I took a swipe at the band Portishead in a [recent post], referring to their “suffocating sincerity”. Accurate, if harsh. Back in the early to mid-90s, the trio of Utley, Gibbons and Barrow became exemplars of the trip-hop genre — a uniquely Euro invention of borrowed influences ranging from American breakbeats and sampling to British spy film themes and that resulted in darkly lush songs that were strange and hypnotic. Their 1994 debut, Dummy, broke big and became a huge hit and was followed by the less-successful follow up, Portishead in 1997. And then… silence, for 10 years. Except for a live CD, the band didn’t produce anything until this Spring when Third was released to generally positive reviews.

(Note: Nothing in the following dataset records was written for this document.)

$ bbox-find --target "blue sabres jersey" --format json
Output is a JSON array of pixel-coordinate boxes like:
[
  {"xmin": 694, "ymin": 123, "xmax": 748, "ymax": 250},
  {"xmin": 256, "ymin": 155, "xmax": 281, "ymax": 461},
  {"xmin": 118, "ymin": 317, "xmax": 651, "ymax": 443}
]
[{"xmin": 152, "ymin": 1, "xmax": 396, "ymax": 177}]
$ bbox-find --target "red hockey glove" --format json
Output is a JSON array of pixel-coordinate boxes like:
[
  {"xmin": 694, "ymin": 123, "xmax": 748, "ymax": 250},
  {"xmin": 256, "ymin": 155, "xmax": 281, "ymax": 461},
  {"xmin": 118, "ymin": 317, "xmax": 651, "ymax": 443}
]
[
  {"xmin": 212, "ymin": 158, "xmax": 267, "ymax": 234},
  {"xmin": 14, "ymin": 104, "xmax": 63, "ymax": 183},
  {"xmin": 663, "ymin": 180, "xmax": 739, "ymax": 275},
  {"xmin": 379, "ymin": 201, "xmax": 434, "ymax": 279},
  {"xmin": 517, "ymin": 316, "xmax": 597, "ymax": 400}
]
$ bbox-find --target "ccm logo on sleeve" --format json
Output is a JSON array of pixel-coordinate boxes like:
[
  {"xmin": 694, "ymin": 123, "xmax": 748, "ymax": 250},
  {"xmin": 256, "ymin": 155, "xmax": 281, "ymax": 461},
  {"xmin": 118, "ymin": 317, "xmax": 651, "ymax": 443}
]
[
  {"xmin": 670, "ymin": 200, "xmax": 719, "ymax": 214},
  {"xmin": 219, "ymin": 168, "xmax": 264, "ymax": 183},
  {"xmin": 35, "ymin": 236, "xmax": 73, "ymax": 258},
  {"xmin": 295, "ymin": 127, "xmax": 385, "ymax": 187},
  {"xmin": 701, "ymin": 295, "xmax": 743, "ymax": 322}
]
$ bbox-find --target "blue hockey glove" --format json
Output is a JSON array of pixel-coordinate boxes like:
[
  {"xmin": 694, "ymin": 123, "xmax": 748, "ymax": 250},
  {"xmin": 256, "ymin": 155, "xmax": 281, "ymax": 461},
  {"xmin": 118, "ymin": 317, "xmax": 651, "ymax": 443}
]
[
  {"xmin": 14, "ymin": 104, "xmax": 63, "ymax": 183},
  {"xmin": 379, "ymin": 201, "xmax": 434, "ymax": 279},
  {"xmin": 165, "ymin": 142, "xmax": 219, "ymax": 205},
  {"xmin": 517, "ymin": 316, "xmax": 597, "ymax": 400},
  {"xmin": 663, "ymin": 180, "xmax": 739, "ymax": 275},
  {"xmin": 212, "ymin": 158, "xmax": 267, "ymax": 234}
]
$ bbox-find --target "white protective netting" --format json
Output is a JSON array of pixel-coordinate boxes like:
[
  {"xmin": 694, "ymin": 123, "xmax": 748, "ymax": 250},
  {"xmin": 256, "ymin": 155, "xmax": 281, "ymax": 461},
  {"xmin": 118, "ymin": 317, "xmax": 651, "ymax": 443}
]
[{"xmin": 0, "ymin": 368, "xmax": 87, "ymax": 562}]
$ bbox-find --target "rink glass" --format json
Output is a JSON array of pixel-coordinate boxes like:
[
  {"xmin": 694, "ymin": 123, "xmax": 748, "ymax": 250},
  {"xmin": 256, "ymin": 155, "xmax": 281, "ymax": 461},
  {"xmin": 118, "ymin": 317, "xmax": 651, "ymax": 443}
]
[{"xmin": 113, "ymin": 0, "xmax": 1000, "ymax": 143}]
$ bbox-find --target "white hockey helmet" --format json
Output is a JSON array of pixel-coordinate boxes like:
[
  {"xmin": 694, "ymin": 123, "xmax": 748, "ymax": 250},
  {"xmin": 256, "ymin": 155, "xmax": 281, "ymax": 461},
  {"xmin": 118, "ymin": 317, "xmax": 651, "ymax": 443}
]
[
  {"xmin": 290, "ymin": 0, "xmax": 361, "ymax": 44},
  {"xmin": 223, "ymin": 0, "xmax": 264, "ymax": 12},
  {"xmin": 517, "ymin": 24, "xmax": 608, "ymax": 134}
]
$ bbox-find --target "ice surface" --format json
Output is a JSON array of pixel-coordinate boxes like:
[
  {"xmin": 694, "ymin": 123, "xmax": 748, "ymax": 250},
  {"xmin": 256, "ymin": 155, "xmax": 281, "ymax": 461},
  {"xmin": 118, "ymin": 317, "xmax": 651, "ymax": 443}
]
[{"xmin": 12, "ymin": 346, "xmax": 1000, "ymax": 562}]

For those fans who fell in love with the ingenious word and sound play of Dummy, Third could be a challenge. Dummy was like going to a dark carnival, alternatively scary and exhilarating. Gibbons’ plaintive ruminations on the futility of love at the end of the century were leavened by Utley and Barrow’s clever scratch-beats and exaggerated melodies. Third is not nearly as accessible as their previous work, and it is dark — almost angry. Loud discordances and abruptly cutoff song endings. Gibbons’ voice doesn’t display the dynamic range it once did and her singing of the (unrelievedly) dire lyrics is somewhat monotonous. Aural gimmicks pop up, as on the track “Machine Gun” — in which drum machine and synth are used to aggravating and too-obvious effect (given the title of the song…). The final track on the CD, “Threads”, is a relentless lament that ends with a minutes-long synthesizer drone that sounds just like the ominous bellow emitted by the Martians in Steven Spielberg’s War of the Worlds right before they lay waste to all around them. Probably not intentional. All the tracks aren’t as disappointing — “The Rip” is a lovely song that starts with simple acoustic guitar accompanied by a signature Theramin, and slowly opens up into driving rhythm underneath a note held by Gibbons so long it begins to sound like a siren.

Portishead was emblematic of its time — romantic and scary and absolutely unique. But I guess that time has passed. The unique combination of talents that came together in their first two CDs is, alas, not evident here and I’m sorry to say that. I so much wanted to love this.